Number one son mulls over the situation. He’s convinced the router is crap and makes the bold and brave decision – a google router with two satellites to mesh would make a splendid Christmas gift. Wonderful! And now the aged one springs the trap – it will come with your assistance in setting it up…right?
Past experience might have led him to reassess the offer. We’re talking parents born in the cretaceous period. To them a router sounds like something to do with fixing a plumbing problem. When it comes to computers, they have a black thumb where nothing works the way it’s supposed to and problems arise that no one else in the universe experiences. No doubt taking the words of Admiral Farragut to heart, it’s ‘Damn the torpedos, full speed ahead!’
Christmas arrives and the new router looks lovely in its shiny box.
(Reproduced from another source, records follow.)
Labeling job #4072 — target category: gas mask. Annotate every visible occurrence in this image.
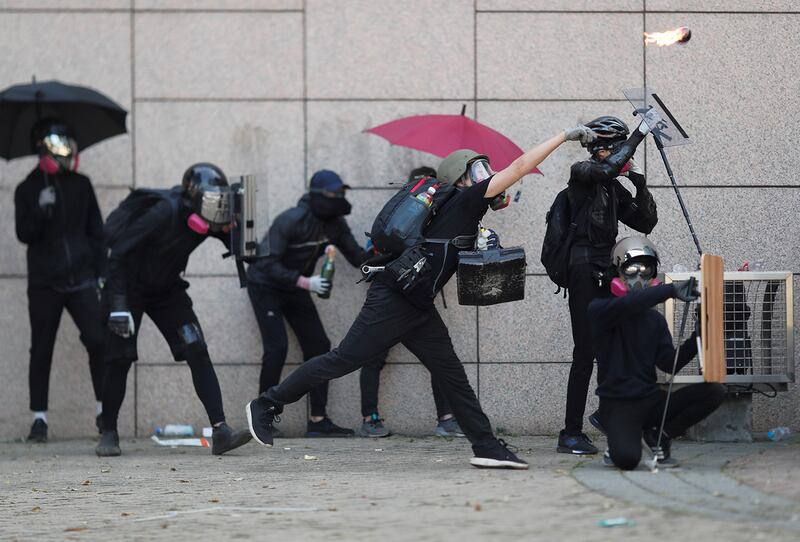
[611,258,660,297]
[309,188,352,220]
[39,133,80,175]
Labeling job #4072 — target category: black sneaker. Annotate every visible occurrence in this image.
[469,439,528,469]
[306,417,355,438]
[25,418,47,442]
[642,427,681,469]
[94,430,122,457]
[211,422,253,455]
[589,410,608,436]
[244,397,281,446]
[556,429,597,455]
[358,414,392,438]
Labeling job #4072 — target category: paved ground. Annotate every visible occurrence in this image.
[0,437,800,542]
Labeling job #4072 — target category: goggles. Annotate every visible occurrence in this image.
[309,188,345,199]
[619,262,656,279]
[467,158,494,184]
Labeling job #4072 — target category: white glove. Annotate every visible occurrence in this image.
[308,275,331,295]
[628,158,644,175]
[39,186,56,210]
[564,124,597,145]
[108,311,136,339]
[639,108,664,135]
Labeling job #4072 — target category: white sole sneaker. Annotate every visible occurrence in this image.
[244,399,272,448]
[469,457,528,470]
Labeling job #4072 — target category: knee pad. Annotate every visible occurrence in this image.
[178,322,208,361]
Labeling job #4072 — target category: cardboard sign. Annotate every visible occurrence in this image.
[700,254,727,382]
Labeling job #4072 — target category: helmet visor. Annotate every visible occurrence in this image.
[469,158,494,184]
[199,190,231,224]
[42,134,78,158]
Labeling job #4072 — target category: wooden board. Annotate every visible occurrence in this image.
[700,254,726,382]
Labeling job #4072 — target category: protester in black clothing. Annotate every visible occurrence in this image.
[245,126,593,468]
[96,164,250,456]
[247,170,374,437]
[556,116,658,460]
[14,119,106,442]
[588,237,725,470]
[358,166,464,437]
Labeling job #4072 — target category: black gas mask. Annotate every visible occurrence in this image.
[309,188,352,220]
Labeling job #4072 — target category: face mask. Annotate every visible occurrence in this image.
[309,192,352,220]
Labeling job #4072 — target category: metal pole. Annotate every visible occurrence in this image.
[653,132,703,256]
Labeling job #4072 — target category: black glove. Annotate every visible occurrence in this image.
[672,277,700,301]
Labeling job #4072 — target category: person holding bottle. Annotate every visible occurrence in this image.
[247,170,367,437]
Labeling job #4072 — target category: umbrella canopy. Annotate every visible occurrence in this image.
[0,81,128,160]
[365,114,542,175]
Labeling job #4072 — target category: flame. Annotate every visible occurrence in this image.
[644,26,692,47]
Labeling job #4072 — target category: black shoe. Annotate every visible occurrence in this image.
[469,439,528,469]
[25,418,47,442]
[211,422,253,455]
[556,429,597,455]
[642,427,681,469]
[94,430,122,457]
[244,396,281,446]
[306,417,355,438]
[589,410,608,436]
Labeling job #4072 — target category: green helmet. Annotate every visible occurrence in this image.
[436,149,489,184]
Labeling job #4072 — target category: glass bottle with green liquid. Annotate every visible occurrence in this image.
[317,245,336,299]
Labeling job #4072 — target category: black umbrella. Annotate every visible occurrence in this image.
[0,81,128,160]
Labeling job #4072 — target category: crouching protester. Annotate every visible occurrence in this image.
[588,237,725,470]
[245,126,594,469]
[95,164,250,456]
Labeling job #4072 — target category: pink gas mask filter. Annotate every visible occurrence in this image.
[186,213,208,235]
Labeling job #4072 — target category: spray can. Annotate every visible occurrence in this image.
[317,245,336,299]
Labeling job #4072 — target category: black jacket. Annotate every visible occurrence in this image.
[567,130,658,266]
[589,284,697,399]
[106,189,230,311]
[247,194,367,290]
[14,167,107,288]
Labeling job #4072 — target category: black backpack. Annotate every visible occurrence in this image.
[103,187,183,247]
[541,188,590,297]
[368,177,455,257]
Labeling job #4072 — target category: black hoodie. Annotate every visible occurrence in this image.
[14,167,107,289]
[247,194,367,290]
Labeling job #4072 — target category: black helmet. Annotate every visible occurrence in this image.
[182,163,231,229]
[583,115,630,154]
[31,118,78,172]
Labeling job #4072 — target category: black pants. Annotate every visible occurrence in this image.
[28,287,105,411]
[103,288,225,431]
[263,281,494,448]
[600,383,725,470]
[247,282,338,416]
[359,352,453,419]
[564,263,605,432]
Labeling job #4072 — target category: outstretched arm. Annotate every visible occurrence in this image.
[484,125,597,198]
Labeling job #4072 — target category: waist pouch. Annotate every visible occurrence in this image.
[385,245,433,297]
[457,247,527,306]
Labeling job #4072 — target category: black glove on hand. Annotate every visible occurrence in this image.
[672,277,700,301]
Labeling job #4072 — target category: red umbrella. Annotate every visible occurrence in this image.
[364,106,542,175]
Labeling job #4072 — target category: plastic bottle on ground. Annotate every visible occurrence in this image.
[156,424,194,437]
[767,427,792,441]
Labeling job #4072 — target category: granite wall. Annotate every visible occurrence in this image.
[0,0,800,438]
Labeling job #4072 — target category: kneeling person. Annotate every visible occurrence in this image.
[96,164,251,456]
[589,237,725,470]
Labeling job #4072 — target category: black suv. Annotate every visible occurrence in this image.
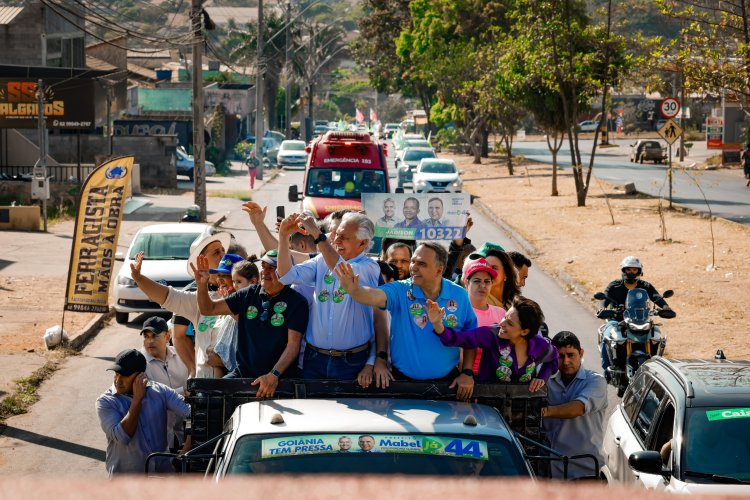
[602,355,750,495]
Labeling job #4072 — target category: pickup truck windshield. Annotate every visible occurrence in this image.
[306,168,386,199]
[227,433,529,477]
[683,407,750,481]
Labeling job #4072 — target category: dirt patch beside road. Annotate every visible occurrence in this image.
[452,155,750,359]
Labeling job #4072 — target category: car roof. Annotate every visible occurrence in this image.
[233,398,511,439]
[653,358,750,406]
[138,222,210,233]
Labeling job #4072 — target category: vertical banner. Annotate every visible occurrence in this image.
[65,156,134,312]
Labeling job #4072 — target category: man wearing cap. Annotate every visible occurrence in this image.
[193,251,308,397]
[336,242,477,399]
[278,212,388,386]
[95,349,190,477]
[141,316,188,445]
[130,232,231,378]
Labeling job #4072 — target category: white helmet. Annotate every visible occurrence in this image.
[620,255,643,272]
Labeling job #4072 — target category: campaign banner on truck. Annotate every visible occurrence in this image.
[0,78,95,129]
[362,193,471,241]
[261,434,489,460]
[65,156,134,312]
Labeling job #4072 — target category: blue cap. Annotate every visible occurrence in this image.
[208,253,245,274]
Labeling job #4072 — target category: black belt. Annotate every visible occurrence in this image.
[307,342,370,358]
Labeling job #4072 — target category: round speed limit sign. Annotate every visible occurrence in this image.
[659,97,680,118]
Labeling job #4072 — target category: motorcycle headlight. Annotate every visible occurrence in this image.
[117,276,136,286]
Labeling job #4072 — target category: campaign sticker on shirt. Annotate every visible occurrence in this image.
[409,303,424,316]
[273,302,287,313]
[445,314,458,328]
[333,288,346,304]
[245,306,258,319]
[271,313,284,326]
[198,316,216,333]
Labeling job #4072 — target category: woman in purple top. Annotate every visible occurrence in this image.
[427,295,558,392]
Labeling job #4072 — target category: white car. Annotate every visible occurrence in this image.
[276,140,308,170]
[114,222,210,324]
[412,158,464,193]
[601,356,750,497]
[175,146,216,181]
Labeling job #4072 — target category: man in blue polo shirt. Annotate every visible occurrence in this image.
[336,243,477,399]
[278,212,388,386]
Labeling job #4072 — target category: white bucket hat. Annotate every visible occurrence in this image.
[187,232,232,276]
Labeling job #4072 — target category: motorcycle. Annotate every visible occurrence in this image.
[594,288,677,397]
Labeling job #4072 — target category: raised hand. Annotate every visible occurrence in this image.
[427,299,445,325]
[130,252,143,281]
[333,262,359,295]
[190,255,211,286]
[242,201,268,226]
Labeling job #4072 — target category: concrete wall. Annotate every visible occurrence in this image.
[49,135,177,189]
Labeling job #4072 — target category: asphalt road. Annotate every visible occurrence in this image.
[513,140,750,224]
[0,152,617,478]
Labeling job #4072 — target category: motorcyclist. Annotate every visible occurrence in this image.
[599,255,669,376]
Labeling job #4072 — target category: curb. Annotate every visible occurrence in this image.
[68,310,114,351]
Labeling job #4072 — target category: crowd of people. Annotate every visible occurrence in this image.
[96,202,606,475]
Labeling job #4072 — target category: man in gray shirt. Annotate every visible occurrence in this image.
[542,331,607,478]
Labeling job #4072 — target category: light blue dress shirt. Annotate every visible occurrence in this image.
[380,278,477,380]
[279,253,380,363]
[96,381,190,477]
[544,367,607,479]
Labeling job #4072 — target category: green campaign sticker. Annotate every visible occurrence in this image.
[706,408,750,422]
[273,302,287,312]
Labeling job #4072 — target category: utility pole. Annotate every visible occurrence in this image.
[190,0,206,222]
[284,0,292,139]
[255,0,265,181]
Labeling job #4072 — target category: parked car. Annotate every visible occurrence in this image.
[175,146,216,181]
[601,357,750,496]
[276,141,307,170]
[396,148,437,188]
[630,139,667,163]
[412,158,464,193]
[114,222,210,323]
[578,120,599,132]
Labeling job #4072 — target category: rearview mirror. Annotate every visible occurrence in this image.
[628,450,662,475]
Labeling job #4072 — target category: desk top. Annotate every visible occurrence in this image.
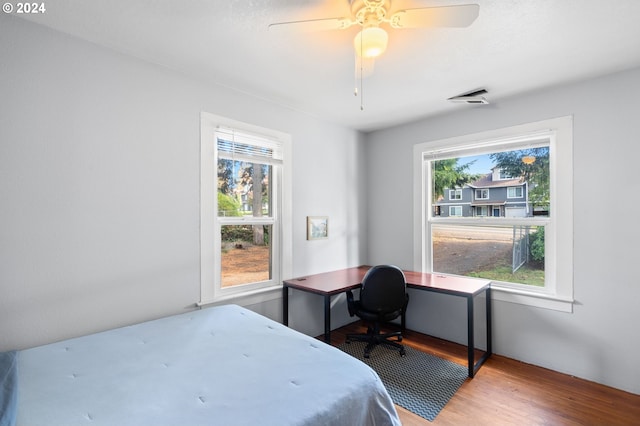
[284,265,491,296]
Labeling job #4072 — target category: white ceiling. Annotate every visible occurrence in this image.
[15,0,640,131]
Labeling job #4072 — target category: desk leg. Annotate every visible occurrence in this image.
[324,294,331,344]
[485,288,493,358]
[282,286,289,327]
[467,296,476,377]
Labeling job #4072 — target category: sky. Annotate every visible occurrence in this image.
[458,154,494,174]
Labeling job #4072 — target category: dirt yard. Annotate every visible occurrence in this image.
[222,244,269,287]
[433,237,512,275]
[222,236,511,287]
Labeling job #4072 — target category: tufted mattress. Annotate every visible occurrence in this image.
[17,305,400,426]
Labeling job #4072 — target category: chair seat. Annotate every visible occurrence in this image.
[346,265,409,358]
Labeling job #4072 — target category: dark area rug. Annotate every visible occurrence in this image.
[338,342,468,421]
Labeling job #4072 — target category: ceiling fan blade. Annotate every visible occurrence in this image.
[269,18,354,32]
[389,4,480,28]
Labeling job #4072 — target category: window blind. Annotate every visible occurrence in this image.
[216,128,282,164]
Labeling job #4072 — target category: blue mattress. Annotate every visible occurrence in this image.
[17,305,400,426]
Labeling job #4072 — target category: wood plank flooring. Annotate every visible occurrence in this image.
[331,322,640,426]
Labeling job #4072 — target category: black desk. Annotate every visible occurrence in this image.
[282,266,492,377]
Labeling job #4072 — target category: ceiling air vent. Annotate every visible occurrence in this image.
[447,89,489,104]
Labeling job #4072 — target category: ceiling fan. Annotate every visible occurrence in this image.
[269,0,480,59]
[269,0,480,110]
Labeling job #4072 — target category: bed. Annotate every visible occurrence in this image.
[0,305,400,426]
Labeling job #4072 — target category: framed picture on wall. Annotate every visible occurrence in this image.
[307,216,329,240]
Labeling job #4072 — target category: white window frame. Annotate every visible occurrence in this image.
[413,116,574,312]
[449,189,462,200]
[199,112,293,306]
[507,186,524,198]
[473,188,491,200]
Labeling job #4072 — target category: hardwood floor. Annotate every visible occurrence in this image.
[331,322,640,426]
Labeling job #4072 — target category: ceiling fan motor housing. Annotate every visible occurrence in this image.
[351,0,391,27]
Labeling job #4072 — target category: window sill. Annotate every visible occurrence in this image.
[491,284,574,313]
[197,285,282,307]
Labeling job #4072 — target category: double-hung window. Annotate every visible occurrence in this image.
[200,113,291,304]
[414,117,573,311]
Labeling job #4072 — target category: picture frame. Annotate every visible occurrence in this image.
[307,216,329,240]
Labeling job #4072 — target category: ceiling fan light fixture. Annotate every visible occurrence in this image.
[353,27,389,58]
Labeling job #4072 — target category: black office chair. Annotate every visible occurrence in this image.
[347,265,409,358]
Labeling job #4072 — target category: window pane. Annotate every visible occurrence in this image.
[431,146,551,218]
[432,224,545,287]
[221,225,271,288]
[218,158,272,217]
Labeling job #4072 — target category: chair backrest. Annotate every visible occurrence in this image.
[360,265,407,313]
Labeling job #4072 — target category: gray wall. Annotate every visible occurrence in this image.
[0,14,640,393]
[0,14,366,351]
[367,69,640,393]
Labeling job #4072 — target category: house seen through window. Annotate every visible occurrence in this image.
[430,142,551,287]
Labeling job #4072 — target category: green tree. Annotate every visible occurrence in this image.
[218,192,240,216]
[490,147,550,211]
[432,158,482,202]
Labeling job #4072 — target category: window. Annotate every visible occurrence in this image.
[414,117,573,312]
[449,206,462,216]
[476,189,489,200]
[200,113,291,304]
[507,186,523,198]
[449,189,462,200]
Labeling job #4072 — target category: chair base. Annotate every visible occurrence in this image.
[346,324,406,358]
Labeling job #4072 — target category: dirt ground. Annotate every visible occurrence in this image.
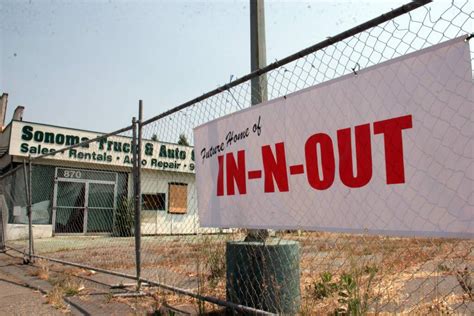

Days pass as the significance of what you’ve done seeps into your very bones. There are unsubtle hints from the aged pair, wondering when you’ll call. Oh yes, it’s there, lurking on the horizon – the dreaded task. You’ve put it off as long as possible, but there’s only a single afternoon left before starting work again. You pick up the cell phone and hope theirs is malfunctioning. No such luck.
You take a deep breath. The usual litany begins: What button? I don’t see that. It’s not on my screen. No, that didn’t work. Why do you want me to put the dog on the phone? I’m sure I did what you said… can you think of any other twenty minute job that takes three hours? Of course the new system is a miracle – everything now works properly. Take note – the providers of cable service really do provide their lower tier customers crap routers.
And now, like all good programs, you get to fill in a short survey about your experience.
Please choose the answer that best describes your experience:
a) So helpful – it made the prospect of returning to work a relief
b) Another session like that and I’ll be qualified to teach special classes
c) I won’t need a barber if I have no hair left
d) Next time just shoot me
TL:DR Thank goodness Christmas comes but once a year. Thanks again Brendan, it really is miraculous.